Users who have contributed to this file

@holger-nutonomy @oscar-nutonomy @Qiang-Xu @Alex-nutonomy
239 lines (209 sloc) 16.6 KB

nuScenes detection task

In this document we present the rules, result format, classes, evaluation metrics and challenge tracks of the nuScenes detection task. nuScenes Singapore Example



Here we define the 3D object detection task on nuScenes. The goal of this task is to place a 3D bounding box around 10 different object categories, as well as estimating a set of attributes and the current velocity vector.


To allow users to benchmark the performance of their method against the community, we host a single leaderboard all-year round. Additionally we organize a number of challenges at leading Computer Vision conference workshops. Users that submit their results during the challenge period are eligible for awards. Any user that cannot attend the workshop (direct or via a representative) will be excluded from the challenge, but will still be listed on the leaderboard.

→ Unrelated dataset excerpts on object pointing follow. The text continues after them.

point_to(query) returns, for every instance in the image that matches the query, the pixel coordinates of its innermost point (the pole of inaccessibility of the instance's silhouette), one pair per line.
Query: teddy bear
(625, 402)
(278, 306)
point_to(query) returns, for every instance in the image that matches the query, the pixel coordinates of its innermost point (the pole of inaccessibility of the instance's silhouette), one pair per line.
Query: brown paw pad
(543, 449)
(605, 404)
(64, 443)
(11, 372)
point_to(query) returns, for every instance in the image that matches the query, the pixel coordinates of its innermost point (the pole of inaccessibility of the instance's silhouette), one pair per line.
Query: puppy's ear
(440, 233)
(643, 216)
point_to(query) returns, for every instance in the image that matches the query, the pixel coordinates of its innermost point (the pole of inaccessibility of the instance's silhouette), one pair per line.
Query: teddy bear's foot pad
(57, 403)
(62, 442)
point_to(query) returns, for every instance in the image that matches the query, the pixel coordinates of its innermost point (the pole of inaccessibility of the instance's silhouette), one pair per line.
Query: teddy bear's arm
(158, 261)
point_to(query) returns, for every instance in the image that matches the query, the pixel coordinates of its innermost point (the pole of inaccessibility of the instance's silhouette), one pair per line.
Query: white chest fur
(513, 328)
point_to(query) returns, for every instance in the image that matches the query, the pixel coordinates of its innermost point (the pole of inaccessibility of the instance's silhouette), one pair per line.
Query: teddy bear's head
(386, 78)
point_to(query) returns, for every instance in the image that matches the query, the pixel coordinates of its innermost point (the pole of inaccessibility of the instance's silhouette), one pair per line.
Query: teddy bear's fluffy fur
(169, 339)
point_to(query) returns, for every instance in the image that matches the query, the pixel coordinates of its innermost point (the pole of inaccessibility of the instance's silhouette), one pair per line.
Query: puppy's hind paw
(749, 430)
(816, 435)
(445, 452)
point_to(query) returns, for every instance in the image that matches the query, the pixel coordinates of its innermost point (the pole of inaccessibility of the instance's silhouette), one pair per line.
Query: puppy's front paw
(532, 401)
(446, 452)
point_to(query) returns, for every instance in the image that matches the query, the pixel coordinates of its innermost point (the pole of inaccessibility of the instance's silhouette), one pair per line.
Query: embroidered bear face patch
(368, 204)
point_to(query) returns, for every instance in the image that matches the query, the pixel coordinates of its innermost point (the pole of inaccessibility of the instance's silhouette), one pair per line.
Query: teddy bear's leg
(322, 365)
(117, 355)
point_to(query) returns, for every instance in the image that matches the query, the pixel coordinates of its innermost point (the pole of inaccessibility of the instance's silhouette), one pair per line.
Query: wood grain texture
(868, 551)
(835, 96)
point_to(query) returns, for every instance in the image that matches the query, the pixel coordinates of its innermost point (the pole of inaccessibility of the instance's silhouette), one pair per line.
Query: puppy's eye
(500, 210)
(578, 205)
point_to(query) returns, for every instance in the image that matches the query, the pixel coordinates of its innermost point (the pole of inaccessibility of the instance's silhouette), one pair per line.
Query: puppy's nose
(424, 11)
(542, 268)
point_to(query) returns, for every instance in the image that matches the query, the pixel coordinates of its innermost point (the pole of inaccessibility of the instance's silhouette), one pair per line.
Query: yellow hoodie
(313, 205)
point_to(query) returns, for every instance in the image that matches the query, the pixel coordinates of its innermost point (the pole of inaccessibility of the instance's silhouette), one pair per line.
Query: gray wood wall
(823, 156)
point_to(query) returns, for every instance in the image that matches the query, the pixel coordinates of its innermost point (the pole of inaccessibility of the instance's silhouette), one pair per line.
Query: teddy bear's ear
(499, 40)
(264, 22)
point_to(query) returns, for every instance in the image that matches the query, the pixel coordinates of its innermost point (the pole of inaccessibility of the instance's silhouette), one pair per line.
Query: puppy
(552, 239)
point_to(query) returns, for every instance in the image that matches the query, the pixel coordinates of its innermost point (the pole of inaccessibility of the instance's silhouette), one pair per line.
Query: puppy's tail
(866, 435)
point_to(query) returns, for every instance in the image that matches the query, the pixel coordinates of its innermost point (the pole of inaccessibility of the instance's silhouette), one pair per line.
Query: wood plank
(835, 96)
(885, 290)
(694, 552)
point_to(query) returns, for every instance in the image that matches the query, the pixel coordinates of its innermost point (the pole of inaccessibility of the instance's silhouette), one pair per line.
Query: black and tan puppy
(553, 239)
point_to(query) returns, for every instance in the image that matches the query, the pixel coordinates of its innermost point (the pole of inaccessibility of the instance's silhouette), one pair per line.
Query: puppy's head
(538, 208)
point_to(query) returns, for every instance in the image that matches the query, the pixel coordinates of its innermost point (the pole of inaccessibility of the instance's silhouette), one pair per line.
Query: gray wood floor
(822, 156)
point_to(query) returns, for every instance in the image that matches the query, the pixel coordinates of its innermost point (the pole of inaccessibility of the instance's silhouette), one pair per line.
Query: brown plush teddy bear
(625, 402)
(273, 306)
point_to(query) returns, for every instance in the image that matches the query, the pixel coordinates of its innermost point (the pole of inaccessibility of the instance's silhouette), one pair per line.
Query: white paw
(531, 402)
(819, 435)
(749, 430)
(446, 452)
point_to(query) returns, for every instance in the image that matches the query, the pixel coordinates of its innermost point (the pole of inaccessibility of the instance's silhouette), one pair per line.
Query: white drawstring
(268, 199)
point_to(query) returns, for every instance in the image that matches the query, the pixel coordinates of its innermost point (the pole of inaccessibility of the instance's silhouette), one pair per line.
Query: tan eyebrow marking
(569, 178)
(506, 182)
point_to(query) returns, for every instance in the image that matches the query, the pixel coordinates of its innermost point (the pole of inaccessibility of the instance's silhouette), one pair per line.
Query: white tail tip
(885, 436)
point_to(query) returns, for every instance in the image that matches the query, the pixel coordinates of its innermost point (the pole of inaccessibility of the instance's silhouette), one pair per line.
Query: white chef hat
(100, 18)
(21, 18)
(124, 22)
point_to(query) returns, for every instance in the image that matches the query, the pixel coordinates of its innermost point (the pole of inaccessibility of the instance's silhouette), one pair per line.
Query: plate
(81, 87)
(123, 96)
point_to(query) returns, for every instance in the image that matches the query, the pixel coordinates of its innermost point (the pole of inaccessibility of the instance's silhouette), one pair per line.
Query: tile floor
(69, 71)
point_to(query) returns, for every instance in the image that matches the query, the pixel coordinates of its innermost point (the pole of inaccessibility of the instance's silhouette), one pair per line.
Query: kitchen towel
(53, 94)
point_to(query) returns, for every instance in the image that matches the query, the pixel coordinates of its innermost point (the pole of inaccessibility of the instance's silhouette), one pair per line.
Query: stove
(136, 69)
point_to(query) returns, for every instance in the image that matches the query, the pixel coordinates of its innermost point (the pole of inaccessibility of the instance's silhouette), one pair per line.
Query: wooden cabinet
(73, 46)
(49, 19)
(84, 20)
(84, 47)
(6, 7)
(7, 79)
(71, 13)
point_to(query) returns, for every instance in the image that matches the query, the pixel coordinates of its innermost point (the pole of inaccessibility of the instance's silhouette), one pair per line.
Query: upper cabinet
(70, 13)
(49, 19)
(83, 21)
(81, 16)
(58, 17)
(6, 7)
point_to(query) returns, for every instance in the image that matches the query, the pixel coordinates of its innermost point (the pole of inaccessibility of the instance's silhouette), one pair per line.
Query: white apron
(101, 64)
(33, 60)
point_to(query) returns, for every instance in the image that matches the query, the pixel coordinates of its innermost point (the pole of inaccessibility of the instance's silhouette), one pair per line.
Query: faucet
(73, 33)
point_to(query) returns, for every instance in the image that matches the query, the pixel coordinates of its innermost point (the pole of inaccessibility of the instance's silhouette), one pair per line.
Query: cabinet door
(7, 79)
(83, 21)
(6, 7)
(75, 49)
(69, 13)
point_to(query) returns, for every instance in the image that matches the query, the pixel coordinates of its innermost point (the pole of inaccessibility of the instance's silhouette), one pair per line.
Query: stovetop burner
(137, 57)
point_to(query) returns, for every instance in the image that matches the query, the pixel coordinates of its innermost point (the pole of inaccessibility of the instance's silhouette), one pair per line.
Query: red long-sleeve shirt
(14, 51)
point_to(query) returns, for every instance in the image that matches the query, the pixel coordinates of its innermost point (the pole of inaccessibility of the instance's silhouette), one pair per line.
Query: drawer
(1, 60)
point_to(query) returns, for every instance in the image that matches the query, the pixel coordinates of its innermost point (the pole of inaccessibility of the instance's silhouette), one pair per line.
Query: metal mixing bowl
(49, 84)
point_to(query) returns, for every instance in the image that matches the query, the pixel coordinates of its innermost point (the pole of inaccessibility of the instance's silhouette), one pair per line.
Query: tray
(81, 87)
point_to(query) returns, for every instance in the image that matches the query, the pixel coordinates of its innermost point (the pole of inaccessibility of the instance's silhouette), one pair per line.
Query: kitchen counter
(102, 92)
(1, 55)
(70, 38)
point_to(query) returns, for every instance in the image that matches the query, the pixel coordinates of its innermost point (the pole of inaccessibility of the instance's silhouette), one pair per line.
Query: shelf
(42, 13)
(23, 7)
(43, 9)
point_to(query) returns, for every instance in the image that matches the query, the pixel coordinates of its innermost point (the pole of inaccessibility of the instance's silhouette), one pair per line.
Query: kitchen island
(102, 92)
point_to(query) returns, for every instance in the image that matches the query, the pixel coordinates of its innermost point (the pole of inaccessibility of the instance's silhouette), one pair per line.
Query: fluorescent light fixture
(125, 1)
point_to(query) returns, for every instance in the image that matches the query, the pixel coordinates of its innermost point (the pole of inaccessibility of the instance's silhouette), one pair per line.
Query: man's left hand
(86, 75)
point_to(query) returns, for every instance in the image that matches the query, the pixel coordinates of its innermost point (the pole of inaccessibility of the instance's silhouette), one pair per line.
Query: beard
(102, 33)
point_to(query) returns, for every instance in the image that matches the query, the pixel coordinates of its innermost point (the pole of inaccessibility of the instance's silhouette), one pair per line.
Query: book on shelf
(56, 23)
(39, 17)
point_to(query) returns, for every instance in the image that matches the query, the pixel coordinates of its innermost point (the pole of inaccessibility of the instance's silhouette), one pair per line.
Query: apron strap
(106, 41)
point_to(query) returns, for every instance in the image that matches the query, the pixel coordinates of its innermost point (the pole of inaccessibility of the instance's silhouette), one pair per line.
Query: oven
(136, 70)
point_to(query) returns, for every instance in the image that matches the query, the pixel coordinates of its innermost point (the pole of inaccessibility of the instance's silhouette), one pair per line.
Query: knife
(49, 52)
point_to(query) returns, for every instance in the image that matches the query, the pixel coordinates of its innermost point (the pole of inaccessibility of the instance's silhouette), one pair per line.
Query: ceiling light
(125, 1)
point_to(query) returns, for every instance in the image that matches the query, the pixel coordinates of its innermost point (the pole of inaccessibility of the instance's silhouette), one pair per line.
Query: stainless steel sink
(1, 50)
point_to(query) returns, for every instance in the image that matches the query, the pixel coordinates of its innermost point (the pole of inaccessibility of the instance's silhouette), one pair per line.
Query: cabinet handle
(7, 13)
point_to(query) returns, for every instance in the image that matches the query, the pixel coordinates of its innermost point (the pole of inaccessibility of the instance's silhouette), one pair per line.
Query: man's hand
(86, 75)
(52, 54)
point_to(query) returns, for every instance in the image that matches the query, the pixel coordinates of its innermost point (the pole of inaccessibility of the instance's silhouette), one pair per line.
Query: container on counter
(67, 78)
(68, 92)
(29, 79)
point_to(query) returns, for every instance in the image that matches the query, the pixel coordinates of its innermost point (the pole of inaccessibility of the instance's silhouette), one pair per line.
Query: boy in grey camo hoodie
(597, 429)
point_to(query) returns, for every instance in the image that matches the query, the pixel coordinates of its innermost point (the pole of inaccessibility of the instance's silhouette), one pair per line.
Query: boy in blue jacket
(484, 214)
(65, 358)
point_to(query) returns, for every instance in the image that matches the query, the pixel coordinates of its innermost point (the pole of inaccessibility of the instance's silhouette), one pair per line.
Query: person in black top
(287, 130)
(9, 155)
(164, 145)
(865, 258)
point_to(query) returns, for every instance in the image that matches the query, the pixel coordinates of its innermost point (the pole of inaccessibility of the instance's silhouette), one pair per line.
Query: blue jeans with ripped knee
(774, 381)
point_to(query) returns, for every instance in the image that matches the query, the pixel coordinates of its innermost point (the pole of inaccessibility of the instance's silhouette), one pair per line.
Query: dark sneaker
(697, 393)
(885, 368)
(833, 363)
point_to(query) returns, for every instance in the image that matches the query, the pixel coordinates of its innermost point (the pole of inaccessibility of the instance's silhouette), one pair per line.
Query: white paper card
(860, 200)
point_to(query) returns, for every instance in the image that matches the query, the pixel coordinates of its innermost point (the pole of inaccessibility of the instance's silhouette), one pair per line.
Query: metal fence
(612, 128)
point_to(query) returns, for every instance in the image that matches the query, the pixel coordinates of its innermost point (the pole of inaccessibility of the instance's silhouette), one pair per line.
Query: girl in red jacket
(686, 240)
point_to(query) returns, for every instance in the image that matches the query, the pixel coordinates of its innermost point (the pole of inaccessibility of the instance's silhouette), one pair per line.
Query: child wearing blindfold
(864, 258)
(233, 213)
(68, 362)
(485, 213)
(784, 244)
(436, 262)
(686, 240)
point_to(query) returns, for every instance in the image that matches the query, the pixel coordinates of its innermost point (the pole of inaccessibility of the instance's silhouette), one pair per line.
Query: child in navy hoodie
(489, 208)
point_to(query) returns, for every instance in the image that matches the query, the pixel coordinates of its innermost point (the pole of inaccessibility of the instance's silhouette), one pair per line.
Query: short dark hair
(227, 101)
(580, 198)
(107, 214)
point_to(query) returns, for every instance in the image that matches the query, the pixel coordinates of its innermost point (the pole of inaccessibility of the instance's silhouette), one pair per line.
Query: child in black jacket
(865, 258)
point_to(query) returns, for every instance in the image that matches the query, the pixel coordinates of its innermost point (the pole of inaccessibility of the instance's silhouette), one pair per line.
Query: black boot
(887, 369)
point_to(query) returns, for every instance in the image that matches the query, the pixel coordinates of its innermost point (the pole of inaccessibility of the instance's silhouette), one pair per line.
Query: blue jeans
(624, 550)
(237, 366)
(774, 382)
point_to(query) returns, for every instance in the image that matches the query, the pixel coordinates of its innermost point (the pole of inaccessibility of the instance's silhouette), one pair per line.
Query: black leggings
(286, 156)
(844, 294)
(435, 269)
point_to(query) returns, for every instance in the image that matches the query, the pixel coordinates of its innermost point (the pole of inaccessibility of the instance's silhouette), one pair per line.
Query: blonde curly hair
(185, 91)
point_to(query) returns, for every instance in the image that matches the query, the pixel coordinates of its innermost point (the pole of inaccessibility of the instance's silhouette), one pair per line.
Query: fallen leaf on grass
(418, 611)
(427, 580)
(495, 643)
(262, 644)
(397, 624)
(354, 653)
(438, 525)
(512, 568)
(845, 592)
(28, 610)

Workshop on Autonomous Driving, CVPR 2019

The first nuScenes detection challenge will be held at CVPR 2019. Submission opened May 6 and closes June 12. To participate in the challenge, please create an account at EvalAI. Then upload your zipped result file and provide all of the meta data if possible: method name, description, project URL and publication URL. The leaderboard will remain private until the end of the challenge. Results and winners will be announced at the Workshop on Autonomous Driving (WAD) at CVPR 2019. Please note that this workshop is not related to the similarly named Workshop on Autonomous Driving Beyond Single-Frame Perception.

Submission rules

  • We release annotations for the train and val set, but not for the test set.
  • We release sensor data for train, val and test set.
  • Users make predictions on the test set and submit the results to our evaluation server, which returns the metrics listed below.
  • We do not use strata. Instead, we filter annotations and predictions beyond class specific distances.
  • The maximum time window of past sensor data and ego poses that may be used at inference time is approximately 0.5s (at most 6 camera images, 6 radar sweeps and 10 lidar sweeps). At training time there are no restrictions.
  • Users must to limit the number of submitted boxes per sample to 500.
  • Every submission provides method information. We encourage publishing code, but do not make it a requirement.
  • Top leaderboard entries and their papers will be manually reviewed.
  • Each user or team can have at most one one account on the evaluation server.
  • Each user or team can submit at most 3 results. These results must come from different models, rather than submitting results from the same model at different training epochs or with slightly different parameters.
  • Any attempt to circumvent these rules will result in a permanent ban of the team or company from all nuScenes challenges.

Results format

We define a standardized detection result format that serves as an input to the evaluation code. Results are evaluated for each 2Hz keyframe, also known as sample. The detection results for a particular evaluation set (train/val/test) are stored in a single JSON file. For the train and val sets the evaluation can be performed by the user on their local machine. For the test set the user needs to zip the single JSON result file and submit it to the official evaluation server. The JSON file includes meta data meta on the type of inputs used for this method. Furthermore it includes a dictionary results that maps each sample_token to a list of sample_result entries. Each sample_token from the current evaluation set must be included in results, although the list of predictions may be empty if no object is detected.

submission {
    "meta": {
        "use_camera":   <bool>                  -- Whether this submission uses camera data as an input.
        "use_lidar":    <bool>                  -- Whether this submission uses lidar data as an input.
        "use_radar":    <bool>                  -- Whether this submission uses radar data as an input.
        "use_map":      <bool>                  -- Whether this submission uses map data as an input.
        "use_external": <bool>                  -- Whether this submission uses external data as an input.
    "results": {
        sample_token <str>: List[sample_result] -- Maps each sample_token to a list of sample_results.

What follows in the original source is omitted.